Agent Chavez turned his car into the neighborhood where the victim of the attack, Douglas Wright, lived.
As soon as Chavez had started looking into the Wright case, it had became obvious that there was actually something weird going on – and clear why the local cops had passed it off. Wright had been terrified when Chavez had interviewed him at the hospital, barely coherent; he was neither composed enough nor smart enough to lie. The reports of the neighbors had been no help. Every single one of them claimed that they slept through the event, even though Wright had not been gagged and must have made an almighty racket.
And the woman at the lab, Breckenridge, was hiding something, he was certain. But he could find no evidence that Larkin had flown into any regional airport, rented a car, taken a train, or even used a credit card west of the Mississippi. He could conceivably have driven across the country using cash, but the victim’s description of the crime didn’t sound like one with that degree of premeditation. Bizarre, yes, but not premeditated... someone who took that degree of care to hide his activities wouldn’t normally leave the victim able to identify him.
Now it looked like the wife might have been lying about Wright being drunk. The ER docs had ordered a tox screen, as was typical where the victim had a history of alcoholism and might have self-inflicted injuries. It had come back negative -- no alcohol, no narcotics in Wright’s system.
Chavez turned onto Wright’s street. Elizabeth Wright had claimed to have been asleep, and not to have witnessed the incident. Now he wondered what exactly she had seen.
The house was dark when he arrived, and there was no car in the driveway. Probably at the hospital, he thought. He had considered calling ahead, but had decided against it.
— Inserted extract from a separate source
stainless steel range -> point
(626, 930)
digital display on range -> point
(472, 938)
A surprise visit was often more effective when a witness was having problems with the truth.
Just in case, however, he walked up to the front door of the house and knocked. There was no reply; but as he turned to walk back to his car, a voice called out to him, “She’s gone.”
He turned, and saw an older woman sticking her head out from behind the screen door of the next house over. “So I see. Thank you, ma’am,” he replied.
“No, no, I mean she’s gone, left. Went back east to see her family or something. Good for her too.”
Chavez stopped. Elizabeth Wright’s parents were both deceased. The only family was her brother. “When did she leave, ma’am?” he asked.
“This morning. Packed up her car and went. You a cop? You talk like a cop.” She squinted at him, and nodded in the direction of the Wright home. “That dirtbag gonna pull through?”
Chavez was flipping through his notebook. “Mrs... Ruiz, isn’t it? What did Mrs. Wright say to you about why she was leaving?”
“Oh, she said that she needed to make sure her little brother was okay, or something. You ask me, she was just getting out while the getting was good, hey? Nice girl, but you know the bastard used to slap her around something awful.” Chavez had seen the photos of Elizabeth Wright, taken at the hospital after earlier incidents with her husband. Awful was a pale term.
He jotted down what she said and put his notebook away. “Thank you, ma’am, you’ve been very helpful.”
“You should arrest him,” she said, nodding to the house next door again. “Give us all some peace round here. Nice and quiet since he's been gone.”
“Goodnight, ma’am,” he said, walking back to his car.
Pulling away from the curb, Chavez tried to put the pieces together. A woman like Elizabeth wouldn’t just leave her husband, especially not when he was in the hospital. According to the prior incident reports, like so many women in long-term abusive relationships, she had been afraid to defy Wright even when she was surrounded by police and he was unable to reach her. If she suddenly left to see her brother, it could only be because she was even more frightened for Larkin than she was for herself.
Chavez found himself trying to calculate when Elizabeth would arrive in Connecticut if she left this morning, and whether he could get there first if he caught a red-eye that evening.